| name | sre |
| description | SRE debugging methodology for Kubernetes incident investigation, root cause analysis,
and failure diagnosis.
Use when: (1) Pods not starting, stuck, or failing (CrashLoopBackOff, ImagePullBackOff, OOMKilled, Pending),
(2) Debugging Kubernetes errors or investigating "why is my pod...", (3) Service degradation or unavailability,
(4) Root cause analysis for any Kubernetes incident, (5) Network policy blocking traffic,
(6) Stalled HelmReleases or Flux failures that need troubleshooting.
Triggers: "pod not starting", "pod stuck", "CrashLoopBackOff", "ImagePullBackOff", "OOMKilled",
"Pending pod", "why is my pod", "kubernetes error", "k8s error", "service not available",
"can't reach service", "debug kubernetes", "troubleshoot k8s", "what's wrong with my pod",
"deployment not working", "helm install failed", "flux not reconciling", "root cause",
"5 whys", "incident", "network policy blocking", "hubble dropped", "stalled helmrelease",
"live not updating", "promotion pipeline stuck", "artifact not promoted"
|
| user-invocable | false |
Cluster access (--context patterns) and internal service URLs are in the k8s skill.
Debugging Kubernetes Incidents
Core Principles
- 5 Whys Analysis — NEVER stop at symptoms.

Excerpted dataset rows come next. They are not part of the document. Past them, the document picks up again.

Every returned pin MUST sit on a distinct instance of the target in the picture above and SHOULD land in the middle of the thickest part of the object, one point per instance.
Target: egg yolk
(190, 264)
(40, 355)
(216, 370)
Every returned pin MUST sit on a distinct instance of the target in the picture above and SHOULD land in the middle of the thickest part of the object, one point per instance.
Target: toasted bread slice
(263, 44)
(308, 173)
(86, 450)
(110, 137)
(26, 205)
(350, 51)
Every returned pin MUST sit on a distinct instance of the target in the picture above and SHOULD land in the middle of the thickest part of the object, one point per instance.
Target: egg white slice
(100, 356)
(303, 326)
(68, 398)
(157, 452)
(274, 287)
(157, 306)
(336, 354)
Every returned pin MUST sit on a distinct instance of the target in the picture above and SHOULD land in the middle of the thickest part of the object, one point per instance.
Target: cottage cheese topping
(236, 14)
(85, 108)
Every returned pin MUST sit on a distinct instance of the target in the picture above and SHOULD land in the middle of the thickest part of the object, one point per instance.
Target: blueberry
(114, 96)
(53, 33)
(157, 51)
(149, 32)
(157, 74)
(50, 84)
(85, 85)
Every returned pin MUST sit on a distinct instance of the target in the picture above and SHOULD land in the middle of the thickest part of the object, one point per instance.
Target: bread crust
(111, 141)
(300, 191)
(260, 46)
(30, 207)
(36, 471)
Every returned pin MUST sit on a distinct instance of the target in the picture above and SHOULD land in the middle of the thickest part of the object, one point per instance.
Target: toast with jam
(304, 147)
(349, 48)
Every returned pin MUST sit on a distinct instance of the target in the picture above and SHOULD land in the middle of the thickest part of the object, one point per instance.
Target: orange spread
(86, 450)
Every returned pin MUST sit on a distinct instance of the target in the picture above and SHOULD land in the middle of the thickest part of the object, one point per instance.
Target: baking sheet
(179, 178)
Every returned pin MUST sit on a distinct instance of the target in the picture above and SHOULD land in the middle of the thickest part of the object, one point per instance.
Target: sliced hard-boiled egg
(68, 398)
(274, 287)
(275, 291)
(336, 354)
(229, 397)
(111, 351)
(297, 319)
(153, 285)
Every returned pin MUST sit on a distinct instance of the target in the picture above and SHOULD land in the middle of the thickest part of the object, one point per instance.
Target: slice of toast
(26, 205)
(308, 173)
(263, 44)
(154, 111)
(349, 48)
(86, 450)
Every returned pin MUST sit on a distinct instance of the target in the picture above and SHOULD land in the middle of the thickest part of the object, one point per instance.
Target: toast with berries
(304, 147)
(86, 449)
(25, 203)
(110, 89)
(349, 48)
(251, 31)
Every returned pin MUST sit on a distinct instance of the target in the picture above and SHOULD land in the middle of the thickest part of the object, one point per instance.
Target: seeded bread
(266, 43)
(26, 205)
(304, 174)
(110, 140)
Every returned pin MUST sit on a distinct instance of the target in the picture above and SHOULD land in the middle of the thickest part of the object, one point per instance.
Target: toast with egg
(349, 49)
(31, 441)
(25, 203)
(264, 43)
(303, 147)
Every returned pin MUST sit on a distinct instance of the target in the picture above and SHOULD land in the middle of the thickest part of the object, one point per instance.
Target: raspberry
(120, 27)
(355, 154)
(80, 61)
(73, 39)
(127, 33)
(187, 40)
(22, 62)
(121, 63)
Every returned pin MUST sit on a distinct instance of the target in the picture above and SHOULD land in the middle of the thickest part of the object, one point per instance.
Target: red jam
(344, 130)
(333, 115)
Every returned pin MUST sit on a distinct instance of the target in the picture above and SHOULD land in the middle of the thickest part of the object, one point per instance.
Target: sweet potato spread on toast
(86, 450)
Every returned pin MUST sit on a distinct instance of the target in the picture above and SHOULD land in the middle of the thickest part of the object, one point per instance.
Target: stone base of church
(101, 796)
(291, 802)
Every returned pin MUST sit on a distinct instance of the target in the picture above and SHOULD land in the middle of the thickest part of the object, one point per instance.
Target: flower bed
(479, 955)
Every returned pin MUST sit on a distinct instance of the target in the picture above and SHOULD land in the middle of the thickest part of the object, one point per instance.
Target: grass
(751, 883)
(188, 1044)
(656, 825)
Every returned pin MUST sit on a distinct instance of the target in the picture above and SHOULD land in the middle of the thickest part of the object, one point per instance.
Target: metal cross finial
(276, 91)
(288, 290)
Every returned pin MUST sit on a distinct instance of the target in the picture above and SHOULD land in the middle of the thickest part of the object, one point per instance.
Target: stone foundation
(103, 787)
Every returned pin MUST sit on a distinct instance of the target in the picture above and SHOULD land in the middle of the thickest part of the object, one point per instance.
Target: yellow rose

Ask "why" until you reach the root cause.
- Multi-Source Correlation — Combine logs, events, metrics for a complete picture.
- Zero Alert Tolerance — Every firing alert must be addressed: fix the root cause, or as a last resort, create a declarative Silence CR with justification. Never ignore or defer.
The 5 Whys Analysis (CRITICAL)
Apply 5 Whys before concluding any investigation. Stopping at symptoms leads to ineffective fixes.
Example:
Symptom: Helm install failed with "context deadline exceeded"
Why #1: Pods never became Ready
Why #2: Pods stuck in Pending state
Why #3: PVCs couldn't bind (StorageClass "fast" not found)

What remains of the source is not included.